Kincaid viewed the whole experience as him simply doing his job. And he credited the assistance they received from Rock Chalk Video for helping the broadcast crew get better and more comfortable with each game.
“We’re not video people, and some of the language we speak is different from the language they speak,” Kincaid said. “We’ve had a lot of help from Rock Chalk Video, but some of it has just been learning on the fly.”
There were plenty of in-game challenges, as well. Most of those fell on Hanni and Gurley, who, at best, had to fill a few seconds of dead air while waiting for the video feed to come back, and, at worst, had to proceed with brutal honesty.
“‘He takes a three… And, folks, I’m honestly not sure if it went in or not,’” Hanni recalled saying live on the air during one of the toughest moments on a Garrett 3-point attempt at Texas Tech.
Most of the interruptions were brief. But with each one, Hanni’s eyes grew big and his heart began beating faster, clear signs of him fearing the worst and hoping for the best.
The remote experiment began with Hanni and Gurley calling the action off of a Zoom feed of the Texas Tech game in December.
“We quickly learned that’s just not the way to do it,” Kincaid said.
From there, the broadcast team, with help from Rock Chalk Video and executives like Tom Boman and Marc Tuttle, kept making small improvements. But each remote broadcast was slightly different from the others.
Sometimes Hanni and Gurley called the game off of the television feed from ESPN. Other times they relied on the in-house video feed from the road venue.

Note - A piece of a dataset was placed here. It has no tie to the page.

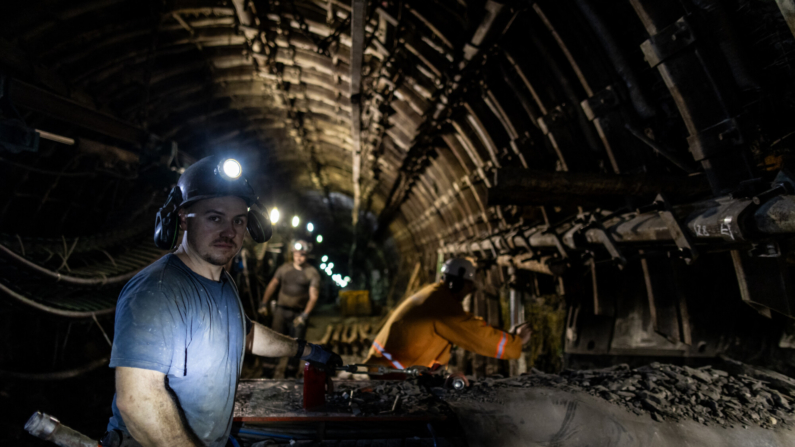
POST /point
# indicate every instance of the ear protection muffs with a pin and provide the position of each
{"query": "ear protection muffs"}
(259, 225)
(167, 221)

While the latter seemed to be most reliable, it also came with replays and hype videos interrupting parts of the action.
Regardless of where the images came from, Hanni said the limitations of what his eyes could see was a consistent obstacle.
“You suddenly become totally reliant on the camera man in the given venue,” he said.

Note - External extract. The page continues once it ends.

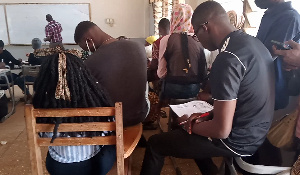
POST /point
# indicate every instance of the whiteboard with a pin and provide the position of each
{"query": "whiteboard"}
(28, 21)
(3, 28)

Added Gurley: “You’re kind of flying blind. When we’re at home, I look at the bench a lot to get Bill’s reaction and the assistant coaches, the players, whatever. And then you’re also not as in tune with the officials and their calls.”
Both Gurley and Hanni said the process became comfortable enough that, in the heat of the action, they occasionally forgot where they were and simply reacted to what they were watching, just as they would if they were there.

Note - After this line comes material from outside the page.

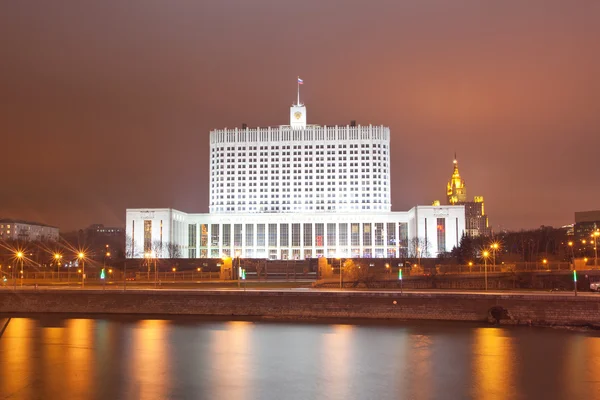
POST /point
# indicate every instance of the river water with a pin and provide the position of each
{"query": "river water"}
(185, 358)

Gurley also said the remote format made his postgame interviews with Self run smoother and flow better than they do at home, where he has to try to find a quiet moment in an energetic and busy environment.
All three crew members said one of the hardest parts of broadcasting remotely was the lack of insight and familiarity that comes from simply being around the team.
Hanni said he learned that Garrett was not playing at TCU when a photograph of the KU senior in street clothes taken by someone in the building surfaced on Twitter.
“There’s so much to be gained by being there,” Hanni said.
Sitting at the top of that list is the energy and excitement that live action provides, which Hanni then tries to convey to his listeners across the state.
Hanni still thinks about all of them when he’s on the air. And he pays homage to them in his intro to every game. His hope is that KU fans barely noticed that he wasn’t actually there for a handful of games this season.
“Normally, the greatest gauge of how much vocal inflection to use is feeding off those 16,300 fans at Allen Fieldhouse,” he said. “So you do have to kind of dial it up yourself and Greg and I have to pump each other up.
“Nobody plans for a pandemic at the William Allen White School of Journalism,” he added. “So we just made do like anybody in a the midst of a really challenging year, and we’ve done our best to make it sound like we’re there courtside. It’s just not nearly the same thing, though.”